YouTube on Monday put in place software to block the posting of pirated videos and appease content owners that accuse the popular website of being a willing accomplice to copyright abuses.
YouTube Video Identification is billed as an anti-piracy platform custom built with the help of Google, which bought YouTube last year in a 1.65 billion dollar stock deal.
Since the purchase, Google has been under fire from video owners including entertainment giant Viacom and the English soccer league for not doing more to stop users from posting copyrighted clips at the website.
YouTube maintains it is adhering to US law by taking down copyrighted material when owners complain but has been under pressure to more vigilantly thwart the transgressions.
New York City-based Viacom has a pending billion-dollar lawsuit against YouTube for not blocking pirated videos from the website.
YouTube Video Identification software put into use at the website is a test, or beta, version that the Northern California company plans to hone.

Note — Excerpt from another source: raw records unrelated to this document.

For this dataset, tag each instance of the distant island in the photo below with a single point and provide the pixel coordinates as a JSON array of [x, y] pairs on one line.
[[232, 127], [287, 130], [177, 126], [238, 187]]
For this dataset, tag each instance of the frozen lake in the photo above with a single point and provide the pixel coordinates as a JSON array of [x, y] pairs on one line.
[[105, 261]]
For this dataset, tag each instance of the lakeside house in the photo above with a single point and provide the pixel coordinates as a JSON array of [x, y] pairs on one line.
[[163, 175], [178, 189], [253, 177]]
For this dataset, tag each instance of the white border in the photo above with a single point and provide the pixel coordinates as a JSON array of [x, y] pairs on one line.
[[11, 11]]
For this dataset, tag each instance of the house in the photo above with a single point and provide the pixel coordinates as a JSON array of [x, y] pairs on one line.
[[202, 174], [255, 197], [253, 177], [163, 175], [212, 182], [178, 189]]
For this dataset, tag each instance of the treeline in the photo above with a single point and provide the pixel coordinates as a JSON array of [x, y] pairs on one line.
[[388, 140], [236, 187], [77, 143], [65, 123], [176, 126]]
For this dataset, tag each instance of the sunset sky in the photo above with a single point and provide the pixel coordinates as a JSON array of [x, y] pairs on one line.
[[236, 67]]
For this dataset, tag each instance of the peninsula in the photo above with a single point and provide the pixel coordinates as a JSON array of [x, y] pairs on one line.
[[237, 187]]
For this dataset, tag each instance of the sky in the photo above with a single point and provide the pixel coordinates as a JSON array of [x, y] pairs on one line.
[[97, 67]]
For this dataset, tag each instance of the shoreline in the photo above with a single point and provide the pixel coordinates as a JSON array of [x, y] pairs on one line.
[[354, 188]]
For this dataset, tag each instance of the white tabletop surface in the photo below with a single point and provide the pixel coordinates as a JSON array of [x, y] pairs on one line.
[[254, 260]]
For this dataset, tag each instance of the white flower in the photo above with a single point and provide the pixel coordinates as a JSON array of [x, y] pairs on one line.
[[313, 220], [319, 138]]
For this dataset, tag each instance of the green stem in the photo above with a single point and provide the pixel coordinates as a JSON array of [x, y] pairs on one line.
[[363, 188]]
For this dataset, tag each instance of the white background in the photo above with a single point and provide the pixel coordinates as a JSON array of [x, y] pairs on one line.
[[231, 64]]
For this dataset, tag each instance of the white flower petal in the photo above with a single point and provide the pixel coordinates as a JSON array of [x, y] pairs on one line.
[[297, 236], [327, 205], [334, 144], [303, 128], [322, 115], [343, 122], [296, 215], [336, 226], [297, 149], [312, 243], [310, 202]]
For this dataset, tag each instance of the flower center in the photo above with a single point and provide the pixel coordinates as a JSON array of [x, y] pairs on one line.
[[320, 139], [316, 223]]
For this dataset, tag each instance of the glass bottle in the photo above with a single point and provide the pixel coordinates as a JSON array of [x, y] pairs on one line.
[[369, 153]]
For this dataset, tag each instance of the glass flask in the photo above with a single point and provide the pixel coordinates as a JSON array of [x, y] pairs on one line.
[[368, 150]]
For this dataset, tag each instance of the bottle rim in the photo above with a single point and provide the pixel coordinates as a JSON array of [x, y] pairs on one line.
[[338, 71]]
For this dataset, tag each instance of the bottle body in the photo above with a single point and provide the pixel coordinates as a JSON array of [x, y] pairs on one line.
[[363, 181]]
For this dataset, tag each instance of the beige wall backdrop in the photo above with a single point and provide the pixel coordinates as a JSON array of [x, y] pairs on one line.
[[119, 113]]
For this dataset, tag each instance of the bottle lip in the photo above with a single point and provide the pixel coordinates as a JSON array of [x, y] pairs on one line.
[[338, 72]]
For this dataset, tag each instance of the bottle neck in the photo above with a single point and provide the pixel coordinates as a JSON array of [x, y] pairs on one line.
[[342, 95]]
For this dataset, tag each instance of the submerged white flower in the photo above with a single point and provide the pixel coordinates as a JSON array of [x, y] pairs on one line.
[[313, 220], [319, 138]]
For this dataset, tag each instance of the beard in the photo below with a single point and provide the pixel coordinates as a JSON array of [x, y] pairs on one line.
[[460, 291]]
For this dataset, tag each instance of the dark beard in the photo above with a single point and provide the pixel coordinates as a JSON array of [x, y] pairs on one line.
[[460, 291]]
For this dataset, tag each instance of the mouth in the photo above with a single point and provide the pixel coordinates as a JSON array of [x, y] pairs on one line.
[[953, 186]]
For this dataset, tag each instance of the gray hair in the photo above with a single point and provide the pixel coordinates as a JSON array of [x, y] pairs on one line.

"We expect to hit unforeseen bumps and bottlenecks as we refine, improve, and scale the system to meet everyone's needs," YouTube product manager David King and partner development manager Glenn Brown said in a posting at the company's website.
The system allows copyright holders to automatically identify their content at YouTube then block or promote the videos, or join forces with YouTube to make revenue with advertising.
"We have worked with Google to develop one-of-a-kind technology that can recognize videos based on a variety of factors," King and Brown said in the joint posting.
"Video Identification is brand-new, cutting-edge stuff. Early tests with content companies have shown very promising results."
In order to get material protected at YouTube the owners of copyrights must provide enough information from videos for digital "fingerprints" to check against postings by users.
"No matter how accurate the tools get, it is important to remember that no technology can tell legal from infringing material without the cooperation of the content owners themselves," Brown and King said in the posting.